Filing System: Difference between revisions

Latest revision as of 09:34, 25 May 2021

On path: Filing	1: Filing System • 2: File Systems • 3: Files • 4: File Attributes • 5: File Types • 6: File Permissions • 7: File Access • 9: Filing System Implementation • 10: I-nodes • 11: Links • 12: File Descriptor

Depends on	Resources • User

You should be (at least) reasonably familiar with filing systems – from a user point of view – by now. Thus, this introduction will be quite cursory!

A typical computer might have a number of ‘levels’ of storage. The machine’s (hardware) view is usually something like:

Processor registers
Primary memory – chiefly RAM
This probably has some internal cache hierarchy
Secondary storage – typically disks although there may be a variety of physical devices
Network – not really part of the computer but a source of data nevertheless

All memory

From the user’s perspective the view is simpler.

Memory hierarchy

Internal context (“registers” etc.)
Only relevant for assembler programmers or compiler writers
Memory
Filestore
Internet

These are listed from small-&-fast to big-&-slow. There is also the issue of data persistence; due largely to the technology (currently) employed, only file-store and the Internet (someone else’s file-store) retain data indefinitely.

The memory is of (more or less) limited size, set by the machine architecture. For example a 32-bit machine will typically have a limit of 4 GiB … each location with its own address.

File-store is provided to supply the following requirements:

Large storage capacity
Data persistence
Inter-process communication

Large capacity

Rather than storing bytes or words – each with an explicit address – file-store can be larger because it stores ‘items’ as files – of indeterminate size – rather than as (lots of) single bytes. The ‘address’ of an item is a filename rather than a ‘numeric’ address. In practice there is a limit on both the number of different files a particular filing system can handle and the maximum size of any one file but these are both typically large numbers. The total data capacity of the latest systems is still larger than the highest capacity disk drives (although more than one physical drive may be used).

For example: the Linux Ext4 system can support up to a million terabytes, compared with (for example) a large SSD (2018) holding 100 terabytes. In 2019, 14TB hard drives can be obtained on Amazon for reasonable prices, with the best capacity-to-price being offered for 4-8 TB hard drives.

To add some perspective:

Compact Disc (CD): 700 MB (1982)
Digital Versatile Disc (DVD): 5 GB - 17 GB (1995)
Blu-ray: 25/50 GB (2006)
USB Flash drive: up to 2 TB, though typical sizes are around 128GB to 256GB (as of 2019)

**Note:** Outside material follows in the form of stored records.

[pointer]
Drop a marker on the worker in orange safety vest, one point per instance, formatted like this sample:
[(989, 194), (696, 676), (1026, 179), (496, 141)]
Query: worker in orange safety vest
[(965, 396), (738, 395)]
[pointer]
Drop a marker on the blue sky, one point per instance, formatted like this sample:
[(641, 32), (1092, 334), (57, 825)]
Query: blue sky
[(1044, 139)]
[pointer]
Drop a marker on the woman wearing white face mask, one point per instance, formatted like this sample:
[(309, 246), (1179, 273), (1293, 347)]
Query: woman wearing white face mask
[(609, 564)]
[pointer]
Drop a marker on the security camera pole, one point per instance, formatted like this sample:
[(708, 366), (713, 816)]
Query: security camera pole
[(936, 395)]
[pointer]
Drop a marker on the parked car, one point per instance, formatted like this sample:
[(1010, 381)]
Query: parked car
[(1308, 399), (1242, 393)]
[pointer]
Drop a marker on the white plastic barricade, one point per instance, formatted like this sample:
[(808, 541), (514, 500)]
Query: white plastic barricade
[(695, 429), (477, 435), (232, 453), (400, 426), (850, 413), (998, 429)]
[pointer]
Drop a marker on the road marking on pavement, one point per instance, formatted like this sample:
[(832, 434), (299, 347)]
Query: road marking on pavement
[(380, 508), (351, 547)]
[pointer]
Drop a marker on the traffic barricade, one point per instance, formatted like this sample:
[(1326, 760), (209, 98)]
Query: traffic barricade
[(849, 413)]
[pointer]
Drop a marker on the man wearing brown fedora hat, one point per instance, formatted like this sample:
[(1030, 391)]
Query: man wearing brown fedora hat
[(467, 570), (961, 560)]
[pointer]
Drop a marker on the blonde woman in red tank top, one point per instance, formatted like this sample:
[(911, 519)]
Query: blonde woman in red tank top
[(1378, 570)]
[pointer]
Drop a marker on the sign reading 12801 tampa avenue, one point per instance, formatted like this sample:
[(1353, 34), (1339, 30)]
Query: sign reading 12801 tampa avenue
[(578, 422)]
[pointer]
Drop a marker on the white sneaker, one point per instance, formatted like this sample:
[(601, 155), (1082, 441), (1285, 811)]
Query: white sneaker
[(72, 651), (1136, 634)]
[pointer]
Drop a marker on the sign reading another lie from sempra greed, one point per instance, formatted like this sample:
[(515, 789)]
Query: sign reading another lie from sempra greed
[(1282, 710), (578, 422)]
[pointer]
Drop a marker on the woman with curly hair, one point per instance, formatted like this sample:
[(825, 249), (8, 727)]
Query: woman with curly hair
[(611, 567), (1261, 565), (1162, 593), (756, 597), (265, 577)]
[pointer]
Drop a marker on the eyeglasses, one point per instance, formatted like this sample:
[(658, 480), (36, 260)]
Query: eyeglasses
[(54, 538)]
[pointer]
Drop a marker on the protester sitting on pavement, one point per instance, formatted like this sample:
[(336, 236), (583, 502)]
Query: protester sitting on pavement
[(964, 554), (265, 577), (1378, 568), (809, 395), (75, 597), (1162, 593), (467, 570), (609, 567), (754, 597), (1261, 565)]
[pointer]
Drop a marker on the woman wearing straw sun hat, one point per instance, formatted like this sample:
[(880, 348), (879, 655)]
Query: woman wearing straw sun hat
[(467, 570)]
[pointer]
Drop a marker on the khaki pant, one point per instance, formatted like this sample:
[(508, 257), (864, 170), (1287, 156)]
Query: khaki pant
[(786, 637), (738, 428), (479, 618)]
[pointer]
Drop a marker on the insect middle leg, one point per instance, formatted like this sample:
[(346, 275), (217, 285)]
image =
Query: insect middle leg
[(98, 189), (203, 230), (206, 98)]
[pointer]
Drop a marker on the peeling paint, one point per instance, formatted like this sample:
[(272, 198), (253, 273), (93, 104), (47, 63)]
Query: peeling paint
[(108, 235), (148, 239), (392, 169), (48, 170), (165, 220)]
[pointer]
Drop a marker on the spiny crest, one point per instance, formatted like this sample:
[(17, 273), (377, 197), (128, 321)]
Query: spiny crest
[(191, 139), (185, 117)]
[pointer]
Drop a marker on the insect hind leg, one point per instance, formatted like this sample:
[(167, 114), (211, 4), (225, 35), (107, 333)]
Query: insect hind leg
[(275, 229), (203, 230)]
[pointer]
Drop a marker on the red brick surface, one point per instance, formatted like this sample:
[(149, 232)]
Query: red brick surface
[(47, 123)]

The Internet is even bigger and addresses items via “URL”s, compound addresses specifying a server machine plus a notional file on that server. It’s total capacity is a mystery but must be several exabytes (10¹⁸ bytes) (2017) and growing; fortunately it is outside our scope here.

Persistence

Most RAM technologies hold data only whilst continuously powered. This has various consequences in run-time power management but the major issue for most users is that the primary memory data is lost when the power goes off. Secondary storage is persistent. This means it uses different technologies from the ‘main’ memory.

The chief contemporary technologies are:

Magnetic disk – Hard Disk Drive (HDD)
Flash memory – Solid State Drive (SSD)
Optical disc – e.g. DVD

All of these technologies are much slower than the main memory and favour access in blocks rather than true random access.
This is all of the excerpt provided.